Learn English – Is “women men girls love meet die” a valid sentence

meaningparts-of-speechsentencesyntactic-analysis

Is "women men girls love meet die" a valid sentence? If so, what does it mean?

The sentence shows up in academic papers about the "Sausage Machine" for natural language processing. (A google will show up several results referring to this).

The general comment is:

(130) # Women men girls love meet die.

Frazier & Fodor predict that a sentence like (130) should be easy to process since it can be analyzed entirely by the first stage processor. That is, all six words of the sentence can be seen at the same time and hence the grammar should assign these words the appropriate structure. This prediction is clearly wrong, since sentences like (130) are at least as hard as sentences like (127)

From: this PhD Thesis

It doesn't seem to make sense. But from the context it is being used as a counter example of a sentence that is difficult (but not impossible) to understand, which some systems (The "Sausage Machine") fail to interpret.

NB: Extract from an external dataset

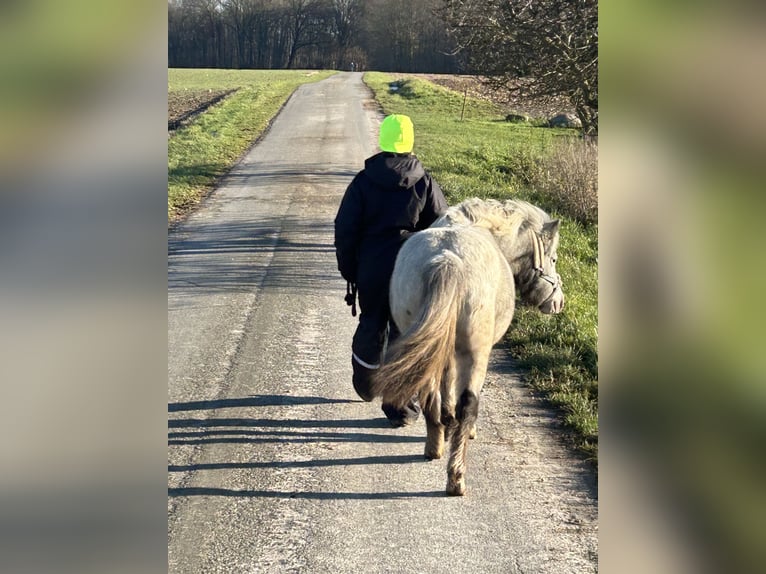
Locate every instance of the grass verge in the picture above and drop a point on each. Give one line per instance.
(485, 156)
(203, 151)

Which means it must be interpretable in the first place (unless I am misunderstanding the context).

Best Answer

The particular sentence is a poor attempt at making an example of a sentence that is both grammatical but very difficult to process because of the multiple center embedding.

Spelled out the sentence is supposed to mean:

Women (that men (that girls love) meet) die"

or

"Some girls love some men. Those men met some women. Those women died".

To make it more understandable, just look at one embedding at a time ("Women men meet die." "Men girls love meet women.").

All these are legal (grammatical) transformations. But juggling all the references leads to the difficulty in processing by a person.

A more intuitive example (makes more intuitive sense once separated all out) is:

"The rat the cat the dog bit chased escaped"

which expands more understandably to

"A dog bit a cat. That cat chased a rat. The rat escaped."

Presumably the sausage machine model allows easy processing of such center embedded sentences, so the inference is that the sausage machine is not the best model of processing that actual human brains do.